La quête de la Quenouille d’or
Il est rare que la saison madelinienne de char à glace débute avant janvier, et pour encourager les adeptes à l’entamer, on organise chaque année un minidéfi, celui de la Quenouille d’or – en référence à la canne à pommeau d’or remise au capitaine du premier bateau à entrer dans le port de Montréal, en janvier. Pour la remporter, un pilote doit atteindre le premier le «plan d’asphalte», une ancienne carrière située au nord de la lagune du Havre aux Basques.

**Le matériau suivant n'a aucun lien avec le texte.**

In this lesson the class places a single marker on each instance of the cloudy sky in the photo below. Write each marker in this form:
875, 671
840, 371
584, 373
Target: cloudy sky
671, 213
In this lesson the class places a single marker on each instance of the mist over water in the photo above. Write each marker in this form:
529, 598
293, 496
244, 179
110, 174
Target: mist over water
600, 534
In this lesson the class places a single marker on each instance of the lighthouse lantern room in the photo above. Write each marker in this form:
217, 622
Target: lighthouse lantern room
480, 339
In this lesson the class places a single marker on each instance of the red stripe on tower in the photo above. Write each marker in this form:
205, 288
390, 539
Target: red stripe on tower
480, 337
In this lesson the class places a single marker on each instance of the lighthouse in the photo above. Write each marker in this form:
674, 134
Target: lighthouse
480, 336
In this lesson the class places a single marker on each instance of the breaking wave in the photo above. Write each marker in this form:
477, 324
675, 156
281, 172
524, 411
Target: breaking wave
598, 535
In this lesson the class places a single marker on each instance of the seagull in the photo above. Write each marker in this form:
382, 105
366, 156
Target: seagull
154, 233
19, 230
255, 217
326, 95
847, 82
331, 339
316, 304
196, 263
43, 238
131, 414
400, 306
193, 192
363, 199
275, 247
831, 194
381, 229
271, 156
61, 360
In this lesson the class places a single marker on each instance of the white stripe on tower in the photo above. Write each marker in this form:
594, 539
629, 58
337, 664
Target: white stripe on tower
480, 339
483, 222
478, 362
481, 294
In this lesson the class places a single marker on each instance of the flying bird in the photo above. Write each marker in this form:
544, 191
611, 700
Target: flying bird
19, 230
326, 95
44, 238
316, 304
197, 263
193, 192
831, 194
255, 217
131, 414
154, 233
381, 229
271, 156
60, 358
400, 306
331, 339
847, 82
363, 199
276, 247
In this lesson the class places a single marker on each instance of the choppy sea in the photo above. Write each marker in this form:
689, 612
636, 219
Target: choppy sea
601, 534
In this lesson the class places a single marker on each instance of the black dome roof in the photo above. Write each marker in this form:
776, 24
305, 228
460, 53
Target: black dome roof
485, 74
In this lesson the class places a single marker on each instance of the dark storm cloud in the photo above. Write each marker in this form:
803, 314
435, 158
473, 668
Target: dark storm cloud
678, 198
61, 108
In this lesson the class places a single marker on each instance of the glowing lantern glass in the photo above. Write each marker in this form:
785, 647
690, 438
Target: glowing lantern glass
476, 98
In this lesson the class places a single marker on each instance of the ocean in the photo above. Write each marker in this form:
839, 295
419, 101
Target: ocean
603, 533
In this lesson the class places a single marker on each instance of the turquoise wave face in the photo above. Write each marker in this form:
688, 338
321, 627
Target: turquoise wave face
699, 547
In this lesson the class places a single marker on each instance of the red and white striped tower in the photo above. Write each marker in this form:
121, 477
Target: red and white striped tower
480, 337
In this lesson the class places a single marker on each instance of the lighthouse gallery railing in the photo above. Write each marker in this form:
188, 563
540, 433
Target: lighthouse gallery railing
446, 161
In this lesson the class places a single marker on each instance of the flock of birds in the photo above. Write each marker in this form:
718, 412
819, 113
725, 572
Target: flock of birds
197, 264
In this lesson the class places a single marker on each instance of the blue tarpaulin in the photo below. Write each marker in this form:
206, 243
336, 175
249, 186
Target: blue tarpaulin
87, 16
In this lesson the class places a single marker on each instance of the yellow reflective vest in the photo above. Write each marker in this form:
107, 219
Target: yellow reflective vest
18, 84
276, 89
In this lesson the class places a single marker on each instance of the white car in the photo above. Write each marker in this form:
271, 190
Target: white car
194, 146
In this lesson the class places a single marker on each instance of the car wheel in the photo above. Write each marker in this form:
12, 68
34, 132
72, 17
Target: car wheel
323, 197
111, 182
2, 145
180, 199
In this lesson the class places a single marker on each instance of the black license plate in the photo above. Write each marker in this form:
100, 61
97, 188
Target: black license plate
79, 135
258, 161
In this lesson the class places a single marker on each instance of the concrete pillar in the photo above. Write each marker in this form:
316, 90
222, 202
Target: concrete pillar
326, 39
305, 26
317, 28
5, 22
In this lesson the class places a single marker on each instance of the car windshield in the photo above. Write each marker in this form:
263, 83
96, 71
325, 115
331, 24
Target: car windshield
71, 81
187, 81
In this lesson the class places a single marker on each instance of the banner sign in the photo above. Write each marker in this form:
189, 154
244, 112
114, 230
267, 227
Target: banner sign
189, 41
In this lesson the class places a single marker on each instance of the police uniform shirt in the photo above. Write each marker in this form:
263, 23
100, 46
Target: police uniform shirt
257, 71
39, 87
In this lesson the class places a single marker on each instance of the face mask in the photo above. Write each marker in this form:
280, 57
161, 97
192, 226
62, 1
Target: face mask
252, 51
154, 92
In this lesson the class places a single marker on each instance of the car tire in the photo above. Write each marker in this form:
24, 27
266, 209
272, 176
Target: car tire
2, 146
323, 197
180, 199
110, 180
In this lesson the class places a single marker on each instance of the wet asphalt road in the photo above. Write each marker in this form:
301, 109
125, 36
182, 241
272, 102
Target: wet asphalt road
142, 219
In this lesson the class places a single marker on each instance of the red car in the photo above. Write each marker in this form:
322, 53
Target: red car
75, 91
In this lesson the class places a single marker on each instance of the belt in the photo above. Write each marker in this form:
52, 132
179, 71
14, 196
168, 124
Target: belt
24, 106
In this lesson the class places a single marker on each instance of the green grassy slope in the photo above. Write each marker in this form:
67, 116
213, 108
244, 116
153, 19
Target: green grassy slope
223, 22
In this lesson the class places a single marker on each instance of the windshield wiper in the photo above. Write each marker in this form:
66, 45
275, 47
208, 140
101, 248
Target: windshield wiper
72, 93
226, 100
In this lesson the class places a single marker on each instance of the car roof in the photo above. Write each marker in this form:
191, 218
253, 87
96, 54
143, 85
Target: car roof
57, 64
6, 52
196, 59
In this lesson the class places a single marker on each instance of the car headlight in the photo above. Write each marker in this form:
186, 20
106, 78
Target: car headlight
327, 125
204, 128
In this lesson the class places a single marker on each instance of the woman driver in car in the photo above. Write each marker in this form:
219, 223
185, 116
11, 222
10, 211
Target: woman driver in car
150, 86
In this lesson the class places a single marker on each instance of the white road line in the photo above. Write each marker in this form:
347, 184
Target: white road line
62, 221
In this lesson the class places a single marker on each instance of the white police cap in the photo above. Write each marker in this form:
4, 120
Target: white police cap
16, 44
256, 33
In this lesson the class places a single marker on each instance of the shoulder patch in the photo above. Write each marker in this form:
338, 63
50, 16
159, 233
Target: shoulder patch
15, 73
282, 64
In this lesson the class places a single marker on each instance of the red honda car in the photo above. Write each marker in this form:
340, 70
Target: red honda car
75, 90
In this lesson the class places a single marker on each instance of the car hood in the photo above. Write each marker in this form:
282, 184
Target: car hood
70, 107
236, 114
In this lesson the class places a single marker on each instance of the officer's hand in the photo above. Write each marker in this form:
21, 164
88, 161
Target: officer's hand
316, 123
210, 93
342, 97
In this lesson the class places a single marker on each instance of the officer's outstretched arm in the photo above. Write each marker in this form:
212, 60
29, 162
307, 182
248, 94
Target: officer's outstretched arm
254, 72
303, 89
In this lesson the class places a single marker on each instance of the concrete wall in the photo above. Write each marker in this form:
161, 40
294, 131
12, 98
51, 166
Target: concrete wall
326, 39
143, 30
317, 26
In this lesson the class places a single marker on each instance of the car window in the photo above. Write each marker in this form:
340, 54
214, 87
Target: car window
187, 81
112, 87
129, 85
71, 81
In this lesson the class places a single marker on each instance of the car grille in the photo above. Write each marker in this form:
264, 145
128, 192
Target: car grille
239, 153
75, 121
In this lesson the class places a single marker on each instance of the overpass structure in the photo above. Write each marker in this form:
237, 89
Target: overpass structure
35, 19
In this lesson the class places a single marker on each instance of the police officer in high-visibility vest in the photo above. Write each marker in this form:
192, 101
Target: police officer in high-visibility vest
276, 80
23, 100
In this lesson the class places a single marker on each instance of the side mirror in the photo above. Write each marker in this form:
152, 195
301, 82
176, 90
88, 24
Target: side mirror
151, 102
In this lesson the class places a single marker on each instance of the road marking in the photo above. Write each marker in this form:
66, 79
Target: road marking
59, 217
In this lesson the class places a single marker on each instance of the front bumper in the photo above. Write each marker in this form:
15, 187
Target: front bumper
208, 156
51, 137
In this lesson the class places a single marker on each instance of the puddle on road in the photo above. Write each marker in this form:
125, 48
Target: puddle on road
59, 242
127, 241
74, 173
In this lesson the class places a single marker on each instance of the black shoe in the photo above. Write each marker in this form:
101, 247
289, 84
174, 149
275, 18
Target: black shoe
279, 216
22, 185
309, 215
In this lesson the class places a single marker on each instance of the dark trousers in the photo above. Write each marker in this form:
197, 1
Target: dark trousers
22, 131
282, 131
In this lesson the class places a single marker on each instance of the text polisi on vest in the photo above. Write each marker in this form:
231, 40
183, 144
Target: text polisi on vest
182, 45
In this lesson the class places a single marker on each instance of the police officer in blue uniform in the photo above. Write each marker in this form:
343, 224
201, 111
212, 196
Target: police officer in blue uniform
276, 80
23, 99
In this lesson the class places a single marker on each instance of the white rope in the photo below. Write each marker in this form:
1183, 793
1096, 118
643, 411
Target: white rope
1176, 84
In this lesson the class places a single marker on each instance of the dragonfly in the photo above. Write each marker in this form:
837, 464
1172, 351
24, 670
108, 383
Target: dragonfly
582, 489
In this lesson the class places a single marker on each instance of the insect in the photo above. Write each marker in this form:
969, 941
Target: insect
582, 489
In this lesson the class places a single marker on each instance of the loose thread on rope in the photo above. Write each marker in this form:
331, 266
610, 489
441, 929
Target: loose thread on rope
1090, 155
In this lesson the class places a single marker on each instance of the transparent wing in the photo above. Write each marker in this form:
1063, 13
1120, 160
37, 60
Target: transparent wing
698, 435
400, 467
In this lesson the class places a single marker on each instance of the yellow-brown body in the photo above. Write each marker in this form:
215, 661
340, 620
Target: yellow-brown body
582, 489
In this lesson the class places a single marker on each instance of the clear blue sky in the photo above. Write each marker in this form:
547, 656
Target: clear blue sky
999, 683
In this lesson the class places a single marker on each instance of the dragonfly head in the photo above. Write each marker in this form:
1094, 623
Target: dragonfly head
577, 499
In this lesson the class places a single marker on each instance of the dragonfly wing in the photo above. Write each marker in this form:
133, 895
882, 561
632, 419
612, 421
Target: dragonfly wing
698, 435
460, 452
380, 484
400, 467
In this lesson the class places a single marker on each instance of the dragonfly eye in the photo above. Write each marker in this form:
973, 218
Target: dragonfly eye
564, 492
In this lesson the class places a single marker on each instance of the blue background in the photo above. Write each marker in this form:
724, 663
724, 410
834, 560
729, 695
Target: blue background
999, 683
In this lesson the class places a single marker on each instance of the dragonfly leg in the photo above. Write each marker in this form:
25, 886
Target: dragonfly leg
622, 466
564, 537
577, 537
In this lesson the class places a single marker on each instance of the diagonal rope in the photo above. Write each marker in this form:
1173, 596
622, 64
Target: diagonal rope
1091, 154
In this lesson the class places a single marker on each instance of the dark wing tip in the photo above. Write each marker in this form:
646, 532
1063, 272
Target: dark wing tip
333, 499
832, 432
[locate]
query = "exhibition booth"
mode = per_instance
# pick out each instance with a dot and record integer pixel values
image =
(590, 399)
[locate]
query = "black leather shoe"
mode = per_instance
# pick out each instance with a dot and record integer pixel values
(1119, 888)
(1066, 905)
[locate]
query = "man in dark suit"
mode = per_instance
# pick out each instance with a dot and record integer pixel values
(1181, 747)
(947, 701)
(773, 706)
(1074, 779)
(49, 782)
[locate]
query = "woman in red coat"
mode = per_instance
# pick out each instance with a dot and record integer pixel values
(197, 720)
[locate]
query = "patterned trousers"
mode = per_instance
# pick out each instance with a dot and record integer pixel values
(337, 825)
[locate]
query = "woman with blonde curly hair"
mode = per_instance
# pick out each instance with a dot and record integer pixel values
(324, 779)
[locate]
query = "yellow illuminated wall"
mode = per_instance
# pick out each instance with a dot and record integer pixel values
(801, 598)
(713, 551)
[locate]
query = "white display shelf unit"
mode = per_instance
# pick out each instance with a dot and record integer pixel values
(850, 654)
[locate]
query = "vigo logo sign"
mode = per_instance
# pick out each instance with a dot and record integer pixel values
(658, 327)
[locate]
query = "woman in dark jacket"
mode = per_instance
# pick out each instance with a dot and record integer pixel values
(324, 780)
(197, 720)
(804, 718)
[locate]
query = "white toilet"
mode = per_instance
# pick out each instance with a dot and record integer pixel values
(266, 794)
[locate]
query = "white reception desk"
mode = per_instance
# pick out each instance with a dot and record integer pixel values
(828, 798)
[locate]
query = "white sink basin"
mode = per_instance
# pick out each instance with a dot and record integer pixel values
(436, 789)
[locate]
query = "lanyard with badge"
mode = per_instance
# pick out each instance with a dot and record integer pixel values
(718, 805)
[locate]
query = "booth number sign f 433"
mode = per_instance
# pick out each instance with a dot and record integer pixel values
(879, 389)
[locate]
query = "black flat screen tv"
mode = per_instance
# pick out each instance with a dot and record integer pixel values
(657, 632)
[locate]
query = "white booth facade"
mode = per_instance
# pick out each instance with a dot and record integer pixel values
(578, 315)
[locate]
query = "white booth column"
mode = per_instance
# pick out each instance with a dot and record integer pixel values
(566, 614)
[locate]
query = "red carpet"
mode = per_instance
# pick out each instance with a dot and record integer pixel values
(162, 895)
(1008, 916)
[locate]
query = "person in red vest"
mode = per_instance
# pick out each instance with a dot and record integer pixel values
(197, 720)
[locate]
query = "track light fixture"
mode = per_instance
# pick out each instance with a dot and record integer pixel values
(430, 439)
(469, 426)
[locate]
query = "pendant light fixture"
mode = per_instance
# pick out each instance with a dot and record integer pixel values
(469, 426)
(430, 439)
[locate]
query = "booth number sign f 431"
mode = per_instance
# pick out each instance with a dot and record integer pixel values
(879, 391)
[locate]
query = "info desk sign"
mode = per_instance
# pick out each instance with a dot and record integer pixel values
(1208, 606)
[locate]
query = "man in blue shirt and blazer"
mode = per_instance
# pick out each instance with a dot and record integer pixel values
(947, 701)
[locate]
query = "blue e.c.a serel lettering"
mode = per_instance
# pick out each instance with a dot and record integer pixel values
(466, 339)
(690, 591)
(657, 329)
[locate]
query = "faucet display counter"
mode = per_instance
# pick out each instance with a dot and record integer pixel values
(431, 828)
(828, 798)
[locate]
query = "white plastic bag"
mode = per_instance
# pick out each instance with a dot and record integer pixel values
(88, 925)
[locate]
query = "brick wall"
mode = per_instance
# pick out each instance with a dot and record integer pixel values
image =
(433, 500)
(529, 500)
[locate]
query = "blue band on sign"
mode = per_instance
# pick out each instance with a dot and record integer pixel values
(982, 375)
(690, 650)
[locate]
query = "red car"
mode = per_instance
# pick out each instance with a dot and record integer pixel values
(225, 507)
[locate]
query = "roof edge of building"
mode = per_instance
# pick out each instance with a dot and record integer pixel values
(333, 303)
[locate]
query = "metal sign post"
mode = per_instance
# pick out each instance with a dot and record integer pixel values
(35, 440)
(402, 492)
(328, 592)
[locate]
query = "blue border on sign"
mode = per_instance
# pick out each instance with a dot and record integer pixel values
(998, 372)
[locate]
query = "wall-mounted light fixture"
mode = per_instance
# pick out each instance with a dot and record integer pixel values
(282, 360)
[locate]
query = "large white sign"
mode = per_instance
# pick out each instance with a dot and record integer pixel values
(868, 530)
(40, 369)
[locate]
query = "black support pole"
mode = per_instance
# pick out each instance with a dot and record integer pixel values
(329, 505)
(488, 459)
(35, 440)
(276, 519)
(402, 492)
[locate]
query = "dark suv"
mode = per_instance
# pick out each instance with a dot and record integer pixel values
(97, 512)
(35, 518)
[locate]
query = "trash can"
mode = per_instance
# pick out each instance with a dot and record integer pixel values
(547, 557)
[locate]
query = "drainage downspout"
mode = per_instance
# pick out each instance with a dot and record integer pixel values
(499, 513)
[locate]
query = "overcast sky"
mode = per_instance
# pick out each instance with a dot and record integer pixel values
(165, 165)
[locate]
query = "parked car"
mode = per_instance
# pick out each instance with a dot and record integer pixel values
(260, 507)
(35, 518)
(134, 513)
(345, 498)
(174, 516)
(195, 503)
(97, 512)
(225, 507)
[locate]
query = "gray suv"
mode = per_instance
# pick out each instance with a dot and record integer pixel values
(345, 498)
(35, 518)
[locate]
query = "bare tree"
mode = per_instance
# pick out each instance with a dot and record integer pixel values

Cela fait, la pratique de cette activité ne se limite pas qu’à ce site. «On est déjà partis trois jours en expédition jusqu’à Grosse-Île et Grande-Entrée, dans le nord de l’archipel, avec notre tente et notre sac de couchage attachés à la coque, dit Claude Bourque. Le soir, on monte les tentes à l’abri, on passe la nuit sur place et on revient le lendemain.»

Même si aucun accident grave ne s’est jamais produit en 20 ans de pratique, les adeptes se méfient des langues de sable – leurs pires ennemis –, des tas de cailloux qui peuvent émerger des glaces et… des trous d’eau.

Un jour, Eudore a ainsi défoncé la glace de la lagune, et son char s’est retrouvé au fond de l’eau. «Il ne restait plus que le mât qui dépassait! dit-il. J’ai donc téléphoné à mon ami scaphandrier, qui est descendu sous l’eau pour attacher mon char, poursuit Eudore. Puis nous l’avons sorti en gang, à la force du bras!»

Nul doute qu’à la suite de cet incident rocambolesque, tout le monde s’est retrouvé à l’atelier d’Eudore, une bière à la main, pour nettoyer le char trempé et… parler de la prochaine sortie, quand les glaces auraient repris pour de vrai.